Hines Ward is a cool dude. No, really, I saw him speak. In case you don't know who Hines Ward is, he's a former half-Korean, half-black, American NFL player who played for the Pittsburgh Steelers. He saw two Super Bowl wins, was the Super Bowl MVP, made four Pro Bowl appearances, and had 1000 receptions. He talked about growing up, and challenges he faced as a biracial child. He talked about making it to the NFL, and how he doesn't have an ACL. He talked about giving back to the people who supported him, and he talked about how he's a mama's boy. He also talked a lot about choices.

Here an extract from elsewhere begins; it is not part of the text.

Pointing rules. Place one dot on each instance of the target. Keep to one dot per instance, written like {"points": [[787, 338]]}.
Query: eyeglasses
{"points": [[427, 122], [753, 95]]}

Hines talked about the good choices and the bad choices he made throughout his life. He said he made bad choices when he joined the NFL, like spending his first paycheck on a Mercedes convertible (although he did buy a house for his mom, too). He said he bought all sorts of things that he didn't need. He made a lot of bad choices, but he says he kept smiling because he knew that he had to learn from his mistakes. He said he didn't mind making mistakes because he learned from them. He also said football gave him a lot of great things. It gave him a family, the opportunity to be on Dancing With the Stars and The Walking Dead, as well as in Batman The Dark Knight Rises and Celebrity Cook-Off. He is able to spend time with charities and he started his own foundation, the Hines Ward Helping Hands Foundation, which helps biracial kids living in South Korea. His motto for life is Will Always Rise above Difficulty (or WARD).
People always recognize Hines Ward because of his smile, but he said he hopes people get to know the man behind the smile.